Congress initially passed a national temporary moratorium on evictions for non-payment of rent on March 27, 2020, which ended on July 24, 2020. The CDC imposed a moratorium on September 4, 2020. Congress extended that moratorium through January 31, 2021. Then the CDC extended it three more times, ultimately through July 31, 2021.
There have been legal challenges, with the Supreme Court ultimately ruling on June 29, 2021 that the CDC had “exceeded its existing statutory authority by issuing a nationwide eviction moratorium.” The court did allow the moratorium to continue through July, as planned, to “allow for additional and more orderly distribution of the congressionally appropriated rental assistance funds.”
The reach of funds has been far from satisfactory for many landlords and tenants. For example, the Consumer Financial Protection Bureau announced resources only on July 28, four days before the moratorium expires, to help people find the available financial resources.
Many renters and property owners have found the assistance process to be slow and murky. It wasn’t until May 2021 that the Treasury released an additional $21.6 billion for the program after congressional action in December 2020 provided a first $25 billion in emergency rental assistance, or nine months after the very first moratorium had begun.
The complaint (the copy the NAA uploaded doesn’t list a filing date or case number) states that the moratorium “prohibits property owners from evicting tenants of residential rental properties who are delinquent or in default on their rent payments, contrary to the property owners’ legal, contractual, and constitutional property and other rights.”

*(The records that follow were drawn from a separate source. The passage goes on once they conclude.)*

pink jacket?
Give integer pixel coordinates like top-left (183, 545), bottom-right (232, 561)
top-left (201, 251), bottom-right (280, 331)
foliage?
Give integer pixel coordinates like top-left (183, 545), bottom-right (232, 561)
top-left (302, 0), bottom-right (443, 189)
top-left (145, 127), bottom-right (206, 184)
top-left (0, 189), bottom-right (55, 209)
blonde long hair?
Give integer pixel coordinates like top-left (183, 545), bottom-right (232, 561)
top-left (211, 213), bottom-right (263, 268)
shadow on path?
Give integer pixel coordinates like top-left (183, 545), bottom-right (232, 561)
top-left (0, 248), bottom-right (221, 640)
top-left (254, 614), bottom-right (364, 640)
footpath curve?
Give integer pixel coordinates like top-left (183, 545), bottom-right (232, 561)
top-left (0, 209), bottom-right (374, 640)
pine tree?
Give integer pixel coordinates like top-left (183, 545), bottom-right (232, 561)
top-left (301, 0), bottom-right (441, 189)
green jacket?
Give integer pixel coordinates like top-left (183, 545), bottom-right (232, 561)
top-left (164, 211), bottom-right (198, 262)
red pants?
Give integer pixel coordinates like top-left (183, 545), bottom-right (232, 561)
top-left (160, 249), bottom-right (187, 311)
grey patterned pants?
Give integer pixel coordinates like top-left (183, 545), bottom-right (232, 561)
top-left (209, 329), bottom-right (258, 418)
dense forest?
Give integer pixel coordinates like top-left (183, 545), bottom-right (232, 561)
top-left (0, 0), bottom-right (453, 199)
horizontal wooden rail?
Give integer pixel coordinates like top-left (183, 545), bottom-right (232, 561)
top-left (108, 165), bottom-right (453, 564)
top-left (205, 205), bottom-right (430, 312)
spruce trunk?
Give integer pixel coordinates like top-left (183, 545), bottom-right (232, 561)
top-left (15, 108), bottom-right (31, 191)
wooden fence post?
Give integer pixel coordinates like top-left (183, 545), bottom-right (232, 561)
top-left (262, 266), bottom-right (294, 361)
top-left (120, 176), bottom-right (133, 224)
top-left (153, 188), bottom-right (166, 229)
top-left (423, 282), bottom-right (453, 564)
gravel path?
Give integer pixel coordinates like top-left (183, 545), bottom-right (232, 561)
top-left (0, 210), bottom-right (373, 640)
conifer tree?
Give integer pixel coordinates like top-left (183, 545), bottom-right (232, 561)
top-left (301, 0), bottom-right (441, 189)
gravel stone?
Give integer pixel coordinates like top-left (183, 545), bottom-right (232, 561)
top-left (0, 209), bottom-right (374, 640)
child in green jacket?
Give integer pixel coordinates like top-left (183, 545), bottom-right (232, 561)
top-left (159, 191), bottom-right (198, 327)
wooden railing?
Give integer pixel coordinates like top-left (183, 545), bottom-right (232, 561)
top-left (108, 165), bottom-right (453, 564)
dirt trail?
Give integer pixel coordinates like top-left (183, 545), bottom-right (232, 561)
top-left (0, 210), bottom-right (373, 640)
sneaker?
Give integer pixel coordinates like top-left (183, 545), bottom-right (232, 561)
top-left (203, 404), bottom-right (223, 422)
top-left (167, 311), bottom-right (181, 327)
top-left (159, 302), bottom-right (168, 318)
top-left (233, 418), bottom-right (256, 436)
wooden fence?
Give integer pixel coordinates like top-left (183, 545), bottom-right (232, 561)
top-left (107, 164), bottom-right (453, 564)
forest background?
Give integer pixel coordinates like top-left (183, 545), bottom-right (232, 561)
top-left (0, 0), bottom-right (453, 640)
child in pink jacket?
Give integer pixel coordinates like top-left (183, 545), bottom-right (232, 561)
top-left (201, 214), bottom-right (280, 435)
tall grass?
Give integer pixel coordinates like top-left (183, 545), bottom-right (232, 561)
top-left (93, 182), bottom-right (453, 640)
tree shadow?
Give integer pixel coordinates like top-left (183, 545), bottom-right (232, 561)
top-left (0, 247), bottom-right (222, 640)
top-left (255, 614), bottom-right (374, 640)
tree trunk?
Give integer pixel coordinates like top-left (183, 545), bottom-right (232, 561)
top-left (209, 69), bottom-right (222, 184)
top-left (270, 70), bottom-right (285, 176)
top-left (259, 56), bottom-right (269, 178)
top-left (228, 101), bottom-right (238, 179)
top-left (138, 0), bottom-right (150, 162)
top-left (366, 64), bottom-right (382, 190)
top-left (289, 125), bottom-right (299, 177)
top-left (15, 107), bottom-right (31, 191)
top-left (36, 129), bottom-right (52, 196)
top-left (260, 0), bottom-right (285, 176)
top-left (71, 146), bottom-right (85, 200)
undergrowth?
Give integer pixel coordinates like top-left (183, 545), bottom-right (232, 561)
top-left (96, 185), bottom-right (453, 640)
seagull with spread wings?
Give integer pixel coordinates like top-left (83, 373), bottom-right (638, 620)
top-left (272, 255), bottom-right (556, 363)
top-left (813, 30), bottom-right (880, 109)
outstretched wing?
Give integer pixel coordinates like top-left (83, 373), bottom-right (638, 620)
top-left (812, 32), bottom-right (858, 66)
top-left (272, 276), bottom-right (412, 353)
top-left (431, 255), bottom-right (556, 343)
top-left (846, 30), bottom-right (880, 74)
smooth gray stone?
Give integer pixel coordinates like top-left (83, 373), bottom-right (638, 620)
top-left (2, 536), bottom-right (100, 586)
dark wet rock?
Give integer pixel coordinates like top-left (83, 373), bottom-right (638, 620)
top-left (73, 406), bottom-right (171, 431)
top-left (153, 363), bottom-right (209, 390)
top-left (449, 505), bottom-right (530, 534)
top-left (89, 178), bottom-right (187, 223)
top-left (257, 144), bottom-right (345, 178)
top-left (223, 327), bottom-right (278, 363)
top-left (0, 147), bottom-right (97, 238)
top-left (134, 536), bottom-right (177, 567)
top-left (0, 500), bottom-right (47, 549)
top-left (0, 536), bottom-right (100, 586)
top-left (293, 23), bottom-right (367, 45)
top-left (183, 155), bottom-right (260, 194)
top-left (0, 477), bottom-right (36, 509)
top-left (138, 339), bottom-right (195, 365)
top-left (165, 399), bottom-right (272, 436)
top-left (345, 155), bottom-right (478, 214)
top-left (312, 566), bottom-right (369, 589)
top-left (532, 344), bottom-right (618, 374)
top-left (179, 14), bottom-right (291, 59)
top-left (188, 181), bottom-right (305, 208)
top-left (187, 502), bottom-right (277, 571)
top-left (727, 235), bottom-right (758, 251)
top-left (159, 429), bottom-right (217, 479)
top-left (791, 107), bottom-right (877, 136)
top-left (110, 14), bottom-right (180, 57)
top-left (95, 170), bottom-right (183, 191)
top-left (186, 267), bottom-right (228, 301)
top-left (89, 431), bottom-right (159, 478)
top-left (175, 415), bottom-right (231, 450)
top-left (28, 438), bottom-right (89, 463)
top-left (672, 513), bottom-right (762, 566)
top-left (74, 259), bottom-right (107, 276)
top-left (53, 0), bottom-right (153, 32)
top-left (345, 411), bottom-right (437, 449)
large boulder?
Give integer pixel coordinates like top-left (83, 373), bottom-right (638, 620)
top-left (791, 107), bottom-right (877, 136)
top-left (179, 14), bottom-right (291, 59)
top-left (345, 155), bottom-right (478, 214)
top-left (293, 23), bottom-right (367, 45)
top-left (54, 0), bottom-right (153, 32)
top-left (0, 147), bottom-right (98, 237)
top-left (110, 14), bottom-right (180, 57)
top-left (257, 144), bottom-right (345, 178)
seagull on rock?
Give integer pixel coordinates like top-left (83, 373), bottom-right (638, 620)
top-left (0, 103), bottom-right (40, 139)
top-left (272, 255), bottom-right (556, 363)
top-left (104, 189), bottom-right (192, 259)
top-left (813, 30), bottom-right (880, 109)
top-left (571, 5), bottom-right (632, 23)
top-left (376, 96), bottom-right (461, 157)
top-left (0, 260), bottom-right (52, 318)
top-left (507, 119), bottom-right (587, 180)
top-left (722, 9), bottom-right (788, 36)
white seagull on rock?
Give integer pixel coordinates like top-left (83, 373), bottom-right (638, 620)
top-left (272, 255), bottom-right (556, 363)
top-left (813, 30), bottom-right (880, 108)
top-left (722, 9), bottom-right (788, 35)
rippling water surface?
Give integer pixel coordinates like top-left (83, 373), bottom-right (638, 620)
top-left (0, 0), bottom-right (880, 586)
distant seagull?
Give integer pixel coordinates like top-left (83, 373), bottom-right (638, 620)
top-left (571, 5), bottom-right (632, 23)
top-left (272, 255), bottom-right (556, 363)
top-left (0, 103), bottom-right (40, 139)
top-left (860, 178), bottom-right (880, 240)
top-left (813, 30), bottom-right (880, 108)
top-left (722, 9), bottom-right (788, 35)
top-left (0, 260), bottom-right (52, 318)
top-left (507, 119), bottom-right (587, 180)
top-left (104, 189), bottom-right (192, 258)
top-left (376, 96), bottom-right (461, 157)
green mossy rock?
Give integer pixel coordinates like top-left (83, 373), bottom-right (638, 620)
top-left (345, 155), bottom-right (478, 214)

The organization called the result “an extended Government-authorized physical invasion, occupation, or appropriation of their private property by third parties without compensation” in violation of the Fifth Amendment of the U.S. Constitution. The amendment, often associated with the right to avoid self-incrimination, in part includes the Takings Clause, which provides that private property cannot be taken for public use without just compensation.
The NAA has said that the lawsuit is “is open to all rental housing providers operating in a state or locality under the federal moratorium who have been damaged by the CDC eviction moratorium” and encourages eligible parties to sign on.